Thursday, December 1, 2011

Trieste Guide


Trieste is one of the most beautiful Italian cities. It is spectacularly placed in front of the sea, nestled foothills. The beautiful nineteenth century buildings that line the waterfront testify to a past of great maritime traffics with the Austro-Hungarian Empire. Trieste has always been, and still is, a frontier town, both culturally and geographically: Slovenia is not far from the Carso heights leading there, and from where the Bora wind sweeps the city.

It is the capital of Friuli Venezia Giulia with about 210,000 inhabitants. Trieste is a fascinating and aristocratic city. It is the last city of northeast Italy, the extreme southern part of Central Europe, the first city in the new Europe at the same time. The three notations enable us to understand a rich fabric of history, art and culture linked to the world of technology and scientific research, and to nature that here shows only some of its most fascinating phenomena.

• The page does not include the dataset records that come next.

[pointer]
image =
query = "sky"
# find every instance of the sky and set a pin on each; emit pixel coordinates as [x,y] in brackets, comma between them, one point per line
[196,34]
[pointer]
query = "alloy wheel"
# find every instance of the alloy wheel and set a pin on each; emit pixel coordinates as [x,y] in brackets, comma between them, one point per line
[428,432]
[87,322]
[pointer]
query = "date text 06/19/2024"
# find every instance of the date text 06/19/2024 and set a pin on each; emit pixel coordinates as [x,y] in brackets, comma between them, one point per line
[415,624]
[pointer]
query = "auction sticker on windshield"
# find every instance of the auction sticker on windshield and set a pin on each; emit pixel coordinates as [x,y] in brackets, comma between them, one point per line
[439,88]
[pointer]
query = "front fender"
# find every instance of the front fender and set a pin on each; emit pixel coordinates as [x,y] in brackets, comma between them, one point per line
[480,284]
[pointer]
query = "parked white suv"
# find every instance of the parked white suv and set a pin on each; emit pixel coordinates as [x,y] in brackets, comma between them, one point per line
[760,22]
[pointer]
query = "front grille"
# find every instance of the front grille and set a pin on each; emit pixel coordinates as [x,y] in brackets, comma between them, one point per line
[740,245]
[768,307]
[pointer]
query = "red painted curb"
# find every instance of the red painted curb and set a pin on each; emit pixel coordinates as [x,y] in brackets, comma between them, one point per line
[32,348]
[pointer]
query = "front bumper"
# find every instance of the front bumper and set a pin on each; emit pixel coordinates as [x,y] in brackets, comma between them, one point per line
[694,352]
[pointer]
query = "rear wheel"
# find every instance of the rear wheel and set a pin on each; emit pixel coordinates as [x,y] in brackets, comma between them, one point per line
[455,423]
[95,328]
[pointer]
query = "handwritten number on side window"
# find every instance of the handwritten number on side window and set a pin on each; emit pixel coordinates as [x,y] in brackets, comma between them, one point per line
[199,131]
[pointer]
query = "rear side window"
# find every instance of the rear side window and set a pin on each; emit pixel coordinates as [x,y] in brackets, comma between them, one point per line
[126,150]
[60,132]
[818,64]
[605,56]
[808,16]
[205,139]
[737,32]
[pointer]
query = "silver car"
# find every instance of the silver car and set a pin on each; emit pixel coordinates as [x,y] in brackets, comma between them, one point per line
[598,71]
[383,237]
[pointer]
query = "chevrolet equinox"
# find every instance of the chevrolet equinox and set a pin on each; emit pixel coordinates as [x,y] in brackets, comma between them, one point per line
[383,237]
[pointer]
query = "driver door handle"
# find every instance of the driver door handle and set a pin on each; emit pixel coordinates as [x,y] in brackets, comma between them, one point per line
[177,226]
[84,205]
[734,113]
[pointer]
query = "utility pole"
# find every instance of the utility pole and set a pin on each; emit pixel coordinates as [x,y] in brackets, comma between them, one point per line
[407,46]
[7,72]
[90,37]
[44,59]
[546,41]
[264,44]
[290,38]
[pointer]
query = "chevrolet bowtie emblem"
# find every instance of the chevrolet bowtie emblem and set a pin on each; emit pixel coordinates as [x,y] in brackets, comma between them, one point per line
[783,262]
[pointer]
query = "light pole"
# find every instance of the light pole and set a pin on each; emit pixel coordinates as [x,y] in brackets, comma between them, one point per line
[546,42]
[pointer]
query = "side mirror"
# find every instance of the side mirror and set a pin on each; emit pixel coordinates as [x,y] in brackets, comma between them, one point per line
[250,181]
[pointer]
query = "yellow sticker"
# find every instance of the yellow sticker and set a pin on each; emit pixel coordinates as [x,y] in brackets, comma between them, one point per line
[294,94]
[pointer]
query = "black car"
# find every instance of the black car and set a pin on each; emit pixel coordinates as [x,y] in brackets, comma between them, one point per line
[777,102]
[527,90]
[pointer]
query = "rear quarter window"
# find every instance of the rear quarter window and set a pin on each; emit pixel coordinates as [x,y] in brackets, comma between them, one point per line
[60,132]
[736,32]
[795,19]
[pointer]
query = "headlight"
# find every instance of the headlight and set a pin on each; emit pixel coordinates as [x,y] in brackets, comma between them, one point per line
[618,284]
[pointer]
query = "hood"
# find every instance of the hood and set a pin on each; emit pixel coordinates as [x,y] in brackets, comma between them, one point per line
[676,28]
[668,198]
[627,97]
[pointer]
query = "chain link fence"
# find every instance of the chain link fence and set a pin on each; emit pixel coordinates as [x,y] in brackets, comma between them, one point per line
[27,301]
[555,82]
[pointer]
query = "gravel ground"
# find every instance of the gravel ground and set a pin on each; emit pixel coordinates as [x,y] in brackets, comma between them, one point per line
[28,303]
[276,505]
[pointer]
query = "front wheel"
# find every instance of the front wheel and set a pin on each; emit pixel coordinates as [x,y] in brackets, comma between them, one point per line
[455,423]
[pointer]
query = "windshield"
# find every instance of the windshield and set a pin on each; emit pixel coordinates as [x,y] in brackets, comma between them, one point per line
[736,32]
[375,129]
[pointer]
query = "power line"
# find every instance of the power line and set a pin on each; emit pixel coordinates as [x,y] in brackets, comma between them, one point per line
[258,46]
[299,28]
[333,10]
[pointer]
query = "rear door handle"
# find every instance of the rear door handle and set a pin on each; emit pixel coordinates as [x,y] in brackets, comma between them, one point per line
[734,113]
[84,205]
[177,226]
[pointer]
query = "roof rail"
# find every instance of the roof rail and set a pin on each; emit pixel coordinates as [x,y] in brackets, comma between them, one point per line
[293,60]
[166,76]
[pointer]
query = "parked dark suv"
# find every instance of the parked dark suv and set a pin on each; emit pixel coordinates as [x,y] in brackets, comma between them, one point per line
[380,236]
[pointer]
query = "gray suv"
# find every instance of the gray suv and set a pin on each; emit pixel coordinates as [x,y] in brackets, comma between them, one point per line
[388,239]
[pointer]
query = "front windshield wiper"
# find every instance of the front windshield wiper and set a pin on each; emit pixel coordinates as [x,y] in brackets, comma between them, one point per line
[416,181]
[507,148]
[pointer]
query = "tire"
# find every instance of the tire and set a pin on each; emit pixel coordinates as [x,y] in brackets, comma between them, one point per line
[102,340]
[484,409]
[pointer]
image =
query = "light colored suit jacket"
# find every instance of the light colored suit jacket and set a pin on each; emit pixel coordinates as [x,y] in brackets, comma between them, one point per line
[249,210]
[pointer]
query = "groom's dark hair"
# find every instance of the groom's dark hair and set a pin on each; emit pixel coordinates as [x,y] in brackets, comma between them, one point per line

Really, you can not understand Trieste at a glance. Viewed from the sea, it appears in a semicircle between the promontory of St. Andrew, where the lantern rests, and Ripa. The bank is barricaded by a long row of houses and buildings. The row is interrupted by a flight of streets that are lost within the city. Only toward the Portonuovo, between two rows of buildings, the Grand Canal opens a hole in the heart of the city for about 300 meters, forming one of the most characteristic spots of Trieste: the casual walker is startled by the sudden view of ships in the middle of the city, unexpectedly appearing to those coming off the main street going into the Pontegrosso, Canal Grande, and the likes.

At the bottom of the canal stands a Roman-style church, St. Anthony, beside the church of the Greek schismatics, St. Spyridon in purely Byzantine style. Viewed from the sea, therefore, Trieste appears almost tiny. Two hills, springing from the heart of the city, San Giusto and San Vito, make believe here are two possible limits to the city. On the contrary, after climbing those two hills, the city rushes to occupy the valleys that open behind, fending a new assault on to other flanking hills, then continuing to grow between walls of rock, and the jolly vegetable gardens and groves. Therefore, there never is a single point of the city from which the observer can embrace the whole city.
According to many visitors, few Italian cities have such natural beauties as Trieste. Due to its enviable position, Trieste has always attracted many artists, who searched for their inspiration in its purple sunrises and fire sunsets. Byron, Charles Nodier, Carducci, are just a few.

Trieste shows the changing of times with ruins that attest to its Roman origins, its alleys in the old neighborhoods, the remains of its medieval walls, and towers, the patrician houses, now poor, battered, but still with a noble character, the legends carved on nude rocks, the wells in the courtyards, and the preserved tombstones with Latin inscriptions.

The city has experienced long years of political extremism, which has sometimes been national irredentism, sometimes a real clash of civilizations. The definitive passage to Italy in 1954 is still alive in the memory of Trieste, during a time when the return to the homeland appeared uncertain. Almost by a miracle in Trieste, just like in other border cities of transit, the constant psychological tension, dictated by the many political upheavals and uncertainties, refined intellectual sensibility and produced fine reflections of intellectuals born here, or that here found their creative habitats: James Joyce, Rainer Maria Rilke, Umberto Saba and Italo Svevo. The legendary Cafes of Trieste are imbued with memories of great conversations and discussions that took place within them. They happened at a time when politics and art, literature and philosophy were discussed in various languages, in a twilight world with an uncertain future that was darkly looming ahead.